Home to Faulkner’s horses (including Tempy, his favorite), the stable also provided storage for feed, tack, and a horse trailer. It was built by the author in 1957.


The scuppernog vines climbing on the arbor were planted by Faulkner. A standard in many Southern gardens, this cousin to the grape provided fruit for jellies and wine.


This structure served as a dwelling for enslaved people during the Sheegog occupation (1844-1872). It also presumably served as an outdoor kitchen until one was added to the house in the early 1900s. In the 1930s, Faulkner converted this building to a smokehouse, where he smoked and stored his hams. 


This garden centers on a “knot” of wisteria with surrounding bench. The privet hedge was kept low in the English style, with roses planted in the center of the geometric hedgerows. Faulkner was inspired to plant this garden after his many travels to Europe.

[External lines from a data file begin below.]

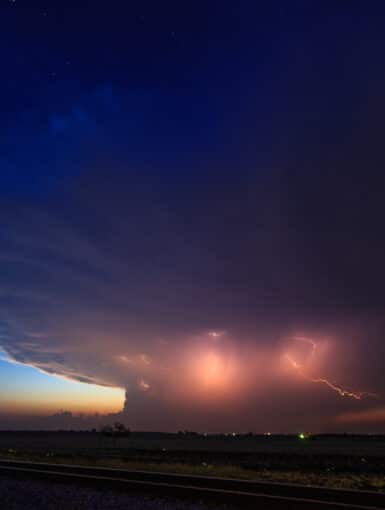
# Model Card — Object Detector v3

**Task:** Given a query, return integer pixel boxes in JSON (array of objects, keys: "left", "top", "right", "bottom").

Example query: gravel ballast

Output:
[{"left": 0, "top": 476, "right": 227, "bottom": 510}]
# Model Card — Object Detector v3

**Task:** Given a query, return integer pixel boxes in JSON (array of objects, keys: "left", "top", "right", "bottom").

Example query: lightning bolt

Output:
[{"left": 285, "top": 338, "right": 378, "bottom": 400}]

The east wall was built by Faulkner for privacy. The iron bench behind the house was placed by Faulkner in the 1940s and appears in family photos of the era.


The sunken patio was built for Jill’s wedding reception. Before 1930, a spring house was located on this spot.


The large eastern red cedar trees lining the walkway to Rowan Oak were planted after the yellow fever epidemic swept the South. It was believed that cedars “cleansed the air.” The eastern red cedar is not native to Mississippi, but thrives in the sand soil found around the property.


This early antebellum garden in the front of the house was originally a maze garden, with a circle of cedars at its perimeter. Inside the circle of cedars are raised brick beds, which contain sweet shrub and privet hedges. In the center was a magnolia tree. During Reconstruction, the garden was abandoned, and as a result, several volunteer trees grew among the brick beds, shading out the hedges. Faulkner liked the Gothic nature of the garden and left it in that condition. He told that the ghostly Judith Sheegog threatened to haunt the house if he “messed” with her garden.